After struggling with cross-cultural issues, a Lebanese designer gives the tricky script a new spin

Published May 30, 2011 1:01AM (EDT)

As a student at Central Saint Martins in London, Rana Abou Rjeily devised the font family Mirsaal, which comprises Arabic and Latin alphabets that work together in typographic harmony. Growing up in Lebanon speaking Arabic, French and English, she found Arabic, her first language, the hardest of the three to learn. In her design classes in London, her classmates were drawn to the calligraphic aesthetics of written Arabic, but they were not able to read the script; they just admired the forms.

Abou Rjeily decided to continue the established tradition of "simplifying" Arabic in order to make it more accessible to nonnative speakers. Back in 1947, the Lebanese architect and typographer Nasri Khattar created Unified Arabic, a 32-character detached alphabet that, according to Abou Rjeily, "was meant to ease the learning and writing of the scripts by reducing the number of shapes letters could assume."

In the 1990s, Mourad Boutros (a leader in the field of Arabic typography since the 1960s, and someone else I have worked with on two books) designed Basic Arabic, "a compromise between Khattar's radical proposal to abandon cursive script and the idea of designing a typographic script with only one shape per letter that would not be joined together when printed."

In Cultural Connectives, Abou Rjeily presents Mirsaal, a contemporary take on Khattar and Boutros' creation of detached Arabic scripts for the benefit of learning and being able to achieve typographic balance between the two alphabets. Relying on the fundamental aspects of both the Arabic and Latin alphabets, Abou Rjeily showcases the versatility of Mirsaal by making clear how different the two alphabets are and how she has fused elements of both to design two attractive and incredibly useful fonts.

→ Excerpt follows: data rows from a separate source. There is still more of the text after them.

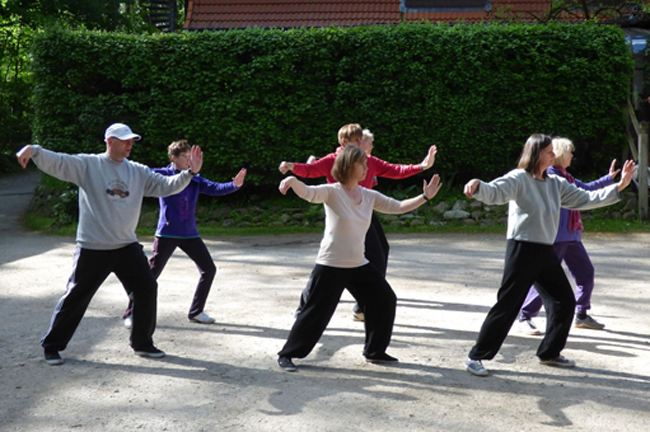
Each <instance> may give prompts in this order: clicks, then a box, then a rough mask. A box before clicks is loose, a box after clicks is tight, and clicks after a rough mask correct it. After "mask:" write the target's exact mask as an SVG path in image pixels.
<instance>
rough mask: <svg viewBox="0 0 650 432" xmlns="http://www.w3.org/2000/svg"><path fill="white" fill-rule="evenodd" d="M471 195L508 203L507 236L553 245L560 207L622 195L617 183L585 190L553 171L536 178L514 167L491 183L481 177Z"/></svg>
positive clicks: (613, 200)
mask: <svg viewBox="0 0 650 432" xmlns="http://www.w3.org/2000/svg"><path fill="white" fill-rule="evenodd" d="M474 198H476V199H477V200H479V201H482V202H484V203H486V204H492V205H494V204H498V205H501V204H505V203H509V205H508V234H507V238H508V240H510V239H513V240H519V241H525V242H530V243H541V244H546V245H552V244H553V243H554V242H555V236H556V235H557V227H558V224H559V222H560V207H564V208H568V209H570V210H588V209H592V208H598V207H605V206H608V205H611V204H615V203H617V202H618V201H620V199H621V195H620V194H619V193H618V190H617V185H616V184H613V185H610V186H607V187H605V188H603V189H598V190H595V191H586V190H583V189H580V188H578V187H576V186H575V185H572V184H571V183H569V182H568V181H567V180H566V179H564V178H562V177H559V176H556V175H553V174H551V175H549V176H548V177H547V178H546V179H545V180H537V179H536V178H534V177H533V176H532V175H531V174H530V173H528V172H526V171H525V170H523V169H515V170H512V171H510V172H509V173H508V174H506V175H504V176H503V177H499V178H497V179H494V180H492V181H491V182H490V183H485V182H483V181H481V184H480V185H479V187H478V191H477V192H476V193H475V194H474Z"/></svg>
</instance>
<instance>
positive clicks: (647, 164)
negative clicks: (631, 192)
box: [637, 122, 648, 221]
mask: <svg viewBox="0 0 650 432" xmlns="http://www.w3.org/2000/svg"><path fill="white" fill-rule="evenodd" d="M638 133H639V141H638V142H639V149H638V150H639V159H638V161H639V167H638V179H639V181H638V182H637V185H638V186H639V218H640V219H641V220H644V221H645V220H648V123H646V122H641V123H640V124H639V130H638Z"/></svg>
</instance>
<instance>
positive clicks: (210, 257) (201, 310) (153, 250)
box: [124, 237, 217, 318]
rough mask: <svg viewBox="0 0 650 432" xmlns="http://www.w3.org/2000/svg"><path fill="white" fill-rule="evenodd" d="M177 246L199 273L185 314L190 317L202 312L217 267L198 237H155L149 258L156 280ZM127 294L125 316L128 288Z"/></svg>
mask: <svg viewBox="0 0 650 432" xmlns="http://www.w3.org/2000/svg"><path fill="white" fill-rule="evenodd" d="M177 247H178V248H180V249H181V250H182V251H183V252H185V254H186V255H187V256H188V257H190V259H191V260H192V261H194V264H196V268H197V269H198V270H199V274H200V275H201V276H200V277H199V283H198V284H197V286H196V291H194V298H193V299H192V304H191V306H190V311H189V312H188V314H187V317H188V318H192V317H195V316H197V315H198V314H200V313H201V312H203V309H204V308H205V302H206V301H207V300H208V294H210V288H212V282H213V281H214V277H215V276H216V274H217V267H216V266H215V265H214V261H212V256H211V255H210V251H209V250H208V248H207V247H206V246H205V243H203V240H201V238H200V237H196V238H191V239H176V238H169V237H156V238H155V239H154V242H153V255H152V256H151V259H150V260H149V265H150V267H151V271H152V273H153V276H154V278H156V280H157V279H158V276H160V274H161V273H162V271H163V269H164V268H165V265H167V261H169V258H170V257H171V256H172V254H173V253H174V250H176V248H177ZM127 294H129V306H128V307H127V309H126V313H125V314H124V317H125V318H126V317H127V316H130V315H131V306H132V305H133V300H132V298H131V297H132V296H131V292H129V290H128V289H127Z"/></svg>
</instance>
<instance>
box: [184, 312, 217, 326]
mask: <svg viewBox="0 0 650 432" xmlns="http://www.w3.org/2000/svg"><path fill="white" fill-rule="evenodd" d="M190 321H192V322H197V323H199V324H212V323H214V321H215V320H214V318H212V317H211V316H210V315H208V314H207V313H205V312H201V313H200V314H198V315H194V316H193V317H192V318H190Z"/></svg>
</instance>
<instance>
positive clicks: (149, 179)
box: [32, 145, 192, 250]
mask: <svg viewBox="0 0 650 432" xmlns="http://www.w3.org/2000/svg"><path fill="white" fill-rule="evenodd" d="M32 149H33V150H32V160H33V161H34V163H35V164H36V165H37V166H38V168H39V169H40V170H41V171H43V172H45V173H47V174H49V175H51V176H53V177H56V178H58V179H60V180H63V181H67V182H71V183H74V184H76V185H77V186H79V225H78V226H77V245H78V246H80V247H82V248H84V249H95V250H112V249H119V248H121V247H123V246H126V245H128V244H131V243H135V242H137V241H138V239H137V237H136V235H135V228H136V227H137V225H138V220H139V218H140V209H141V207H142V199H143V197H144V196H151V197H161V196H168V195H173V194H175V193H178V192H180V191H182V190H183V189H184V188H185V187H186V186H187V185H188V184H189V183H190V180H191V178H192V176H191V175H190V173H189V172H187V171H183V172H181V173H180V174H178V175H175V176H171V177H167V176H163V175H160V174H156V173H154V172H152V171H151V170H150V169H149V168H148V167H147V166H145V165H142V164H139V163H136V162H131V161H129V160H128V159H124V160H123V161H122V162H116V161H114V160H113V159H111V158H110V157H109V156H108V155H107V154H106V153H98V154H78V155H68V154H65V153H55V152H52V151H49V150H45V149H44V148H42V147H40V146H38V145H34V146H32Z"/></svg>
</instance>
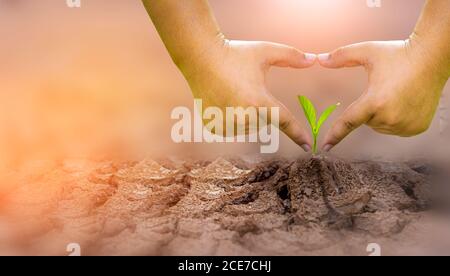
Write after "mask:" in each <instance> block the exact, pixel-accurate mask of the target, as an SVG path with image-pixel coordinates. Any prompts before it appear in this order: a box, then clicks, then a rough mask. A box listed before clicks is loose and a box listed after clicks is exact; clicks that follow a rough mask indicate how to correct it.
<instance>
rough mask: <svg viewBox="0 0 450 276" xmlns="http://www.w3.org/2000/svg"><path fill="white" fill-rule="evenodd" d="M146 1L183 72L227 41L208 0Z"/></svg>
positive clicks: (146, 0)
mask: <svg viewBox="0 0 450 276" xmlns="http://www.w3.org/2000/svg"><path fill="white" fill-rule="evenodd" d="M142 2H143V3H144V6H145V8H146V10H147V12H148V14H149V15H150V18H151V19H152V21H153V23H154V25H155V27H156V29H157V30H158V33H159V35H160V36H161V39H162V40H163V42H164V44H165V45H166V48H167V50H168V51H169V53H170V55H171V57H172V59H173V61H174V62H175V64H177V66H178V67H179V68H180V70H181V71H185V69H186V67H188V66H190V64H191V63H192V62H194V61H196V60H201V59H202V57H203V56H205V55H207V54H208V53H209V52H210V51H214V50H215V48H216V46H217V45H220V44H221V43H223V40H224V38H223V35H222V34H221V32H220V29H219V26H218V24H217V22H216V20H215V18H214V16H213V14H212V12H211V9H210V6H209V4H208V1H207V0H188V1H184V0H183V1H180V0H163V1H161V0H143V1H142Z"/></svg>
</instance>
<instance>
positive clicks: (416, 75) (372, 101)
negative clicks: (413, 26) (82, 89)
mask: <svg viewBox="0 0 450 276" xmlns="http://www.w3.org/2000/svg"><path fill="white" fill-rule="evenodd" d="M318 59H319V62H320V64H321V65H322V66H324V67H327V68H342V67H353V66H364V67H365V69H366V71H367V73H368V75H369V84H368V88H367V90H366V91H365V92H364V93H363V94H362V96H361V97H360V98H359V99H358V100H357V101H355V102H354V103H353V104H352V105H351V106H350V107H349V108H348V109H347V110H346V111H345V112H344V113H343V114H342V116H340V118H338V120H337V121H336V122H335V123H334V124H333V126H332V128H331V130H330V131H329V132H328V133H327V135H326V138H325V142H324V146H323V150H324V151H329V150H331V149H332V148H333V147H334V146H335V145H337V144H338V143H339V142H341V141H342V140H343V139H344V138H345V137H346V136H347V135H348V134H349V133H350V132H352V131H353V130H355V129H357V128H358V127H360V126H361V125H363V124H366V125H368V126H369V127H371V128H372V129H374V130H375V131H377V132H379V133H383V134H389V135H397V136H402V137H410V136H414V135H418V134H420V133H423V132H425V131H426V130H427V129H428V128H429V126H430V124H431V122H432V120H433V117H434V114H435V112H436V109H437V106H438V104H439V99H440V96H441V94H442V90H443V88H444V86H445V83H446V82H447V80H448V78H449V67H448V66H449V65H448V61H446V62H442V57H440V56H439V55H435V54H434V53H431V51H427V50H426V48H423V47H422V45H421V44H420V43H419V42H418V41H417V40H416V39H414V38H411V39H409V40H406V41H386V42H364V43H359V44H354V45H350V46H346V47H343V48H340V49H338V50H336V51H334V52H332V53H331V54H322V55H319V56H318Z"/></svg>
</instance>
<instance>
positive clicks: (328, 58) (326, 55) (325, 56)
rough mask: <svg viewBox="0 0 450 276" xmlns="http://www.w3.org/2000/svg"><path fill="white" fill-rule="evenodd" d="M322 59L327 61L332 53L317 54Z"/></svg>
mask: <svg viewBox="0 0 450 276" xmlns="http://www.w3.org/2000/svg"><path fill="white" fill-rule="evenodd" d="M317 58H318V59H319V60H320V61H327V60H329V59H330V54H320V55H318V56H317Z"/></svg>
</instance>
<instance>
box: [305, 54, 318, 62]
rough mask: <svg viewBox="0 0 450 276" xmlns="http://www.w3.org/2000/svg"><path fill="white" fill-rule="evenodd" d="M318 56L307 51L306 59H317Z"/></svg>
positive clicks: (315, 54) (306, 59)
mask: <svg viewBox="0 0 450 276" xmlns="http://www.w3.org/2000/svg"><path fill="white" fill-rule="evenodd" d="M316 58H317V55H316V54H309V53H305V59H306V60H307V61H315V60H316Z"/></svg>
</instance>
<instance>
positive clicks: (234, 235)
mask: <svg viewBox="0 0 450 276" xmlns="http://www.w3.org/2000/svg"><path fill="white" fill-rule="evenodd" d="M21 181H22V182H21V185H19V186H17V187H16V188H14V189H10V190H9V191H8V192H3V194H2V195H1V200H0V202H1V204H0V207H1V208H0V244H2V246H1V247H2V248H0V254H39V255H42V254H58V255H66V254H67V252H66V245H67V244H68V243H72V242H76V243H79V244H80V245H81V249H82V254H83V255H109V254H114V255H322V254H326V255H330V254H332V255H334V254H338V255H342V254H344V255H350V254H351V255H367V254H368V253H367V252H366V246H367V244H368V243H370V242H378V243H380V244H381V245H382V247H383V250H384V251H383V252H384V253H385V254H414V253H423V254H427V253H430V252H431V253H432V254H435V253H437V252H436V251H435V250H436V247H432V248H431V249H430V250H432V251H430V252H428V251H426V250H427V249H425V248H426V246H425V245H430V244H431V242H430V241H429V238H430V237H431V236H433V234H432V232H431V231H433V230H430V229H432V226H433V225H435V224H434V222H432V221H431V222H430V219H429V218H430V217H431V216H432V215H431V214H430V210H429V209H430V198H431V196H430V194H431V192H430V190H431V189H430V187H431V181H430V177H429V174H428V173H427V165H426V164H418V163H392V162H370V161H364V162H362V161H361V162H359V161H355V162H347V161H343V160H340V159H336V158H331V157H327V158H325V157H316V158H312V159H305V160H286V159H276V160H270V161H259V162H252V161H245V160H243V159H239V158H228V159H224V158H218V159H216V160H214V161H212V162H211V161H192V160H176V159H164V160H157V159H155V160H153V159H146V160H143V161H140V162H108V161H102V162H100V161H96V162H94V161H86V160H66V161H64V162H62V164H57V165H56V166H55V167H54V168H51V169H47V170H46V171H43V172H42V173H40V174H33V175H28V176H23V177H22V178H21ZM439 244H440V245H441V247H443V248H444V249H443V250H444V251H445V250H447V248H450V247H446V246H444V244H445V243H443V242H442V240H440V241H439ZM445 252H448V250H447V251H445ZM438 253H439V252H438Z"/></svg>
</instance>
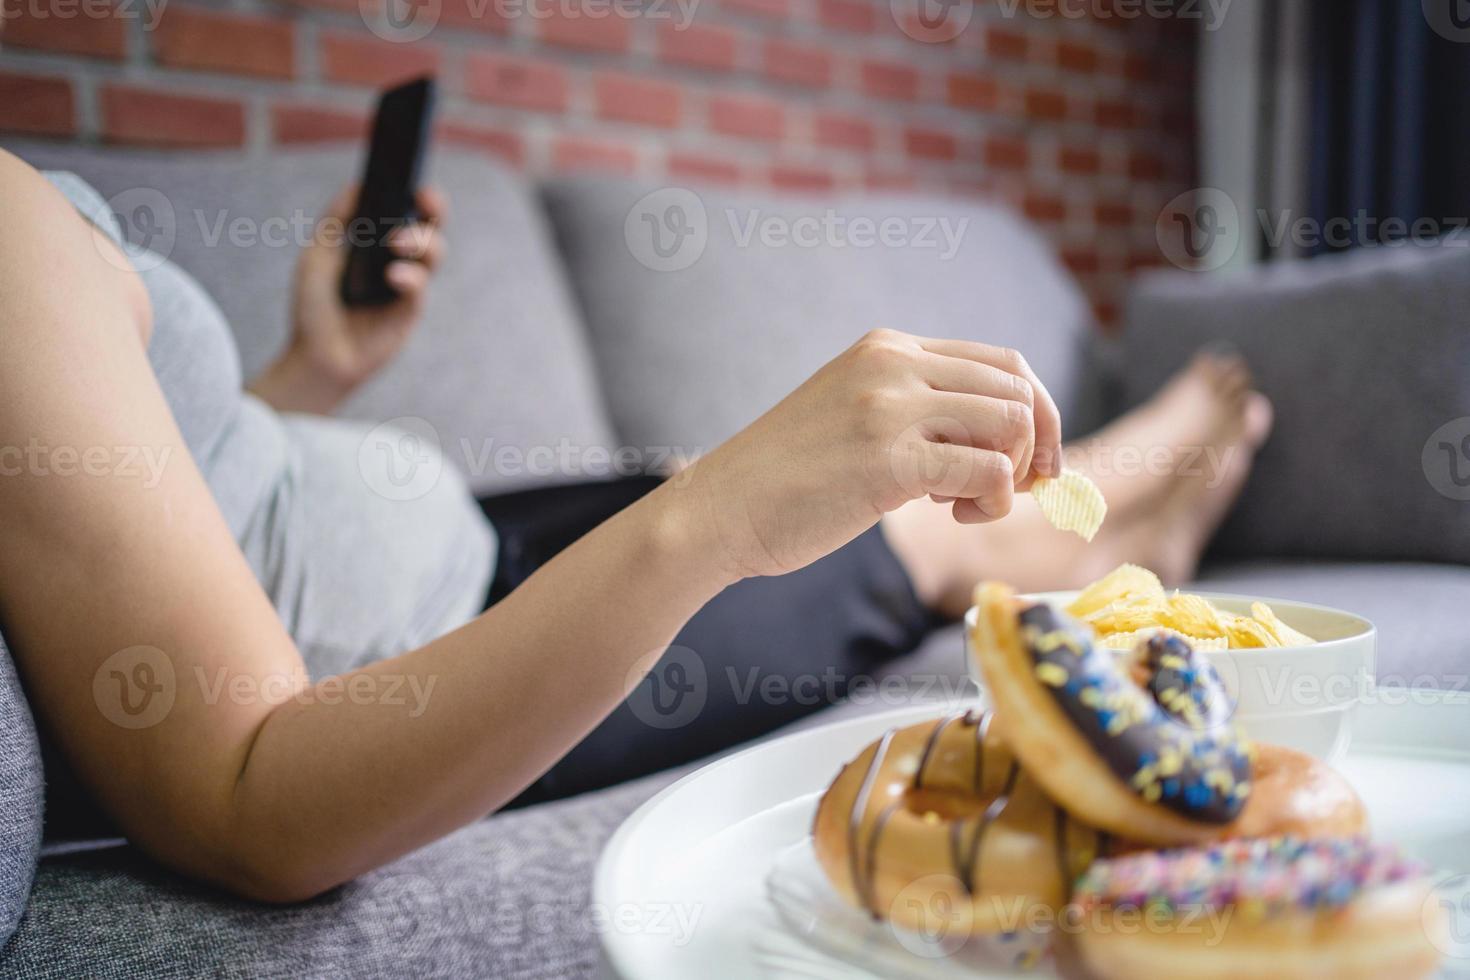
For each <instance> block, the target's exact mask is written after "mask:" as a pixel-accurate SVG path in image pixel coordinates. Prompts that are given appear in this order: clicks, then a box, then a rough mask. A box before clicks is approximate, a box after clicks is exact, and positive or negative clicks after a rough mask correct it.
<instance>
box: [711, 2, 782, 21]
mask: <svg viewBox="0 0 1470 980" xmlns="http://www.w3.org/2000/svg"><path fill="white" fill-rule="evenodd" d="M720 6H722V7H726V9H729V10H732V12H735V13H750V15H754V16H759V18H772V19H778V21H784V19H786V18H788V16H791V0H720Z"/></svg>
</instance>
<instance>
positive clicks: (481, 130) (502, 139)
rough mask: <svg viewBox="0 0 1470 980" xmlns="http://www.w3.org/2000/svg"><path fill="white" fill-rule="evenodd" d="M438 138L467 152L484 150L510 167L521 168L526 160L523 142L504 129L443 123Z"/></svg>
mask: <svg viewBox="0 0 1470 980" xmlns="http://www.w3.org/2000/svg"><path fill="white" fill-rule="evenodd" d="M437 132H438V138H440V140H442V141H444V143H447V144H451V145H459V147H466V148H469V150H484V151H485V153H490V154H491V156H495V157H500V159H501V160H504V162H506V163H510V165H512V166H522V165H523V163H525V160H526V147H525V141H523V140H522V138H520V134H517V132H509V131H506V129H491V128H490V126H479V125H473V123H466V122H445V123H441V125H440V126H438V129H437Z"/></svg>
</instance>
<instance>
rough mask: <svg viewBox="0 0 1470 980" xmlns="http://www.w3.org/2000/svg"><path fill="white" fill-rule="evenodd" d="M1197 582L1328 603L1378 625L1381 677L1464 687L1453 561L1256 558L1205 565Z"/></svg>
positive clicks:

Abou Rjeily found her way to me by virtue of the work I've done with Boutros. As an editor, I'm drawn to these sorts of projects because they acknowledge how globalized our lives really are. The world sees the rest of the world's languages on websites, news broadcasts and in print media. While I don't see much of this going on in America, in Europe, Asia and the Middle East, finessing various alphabets into multilingual designs is an increasingly significant facet of graphic design that is well worth paying attention to.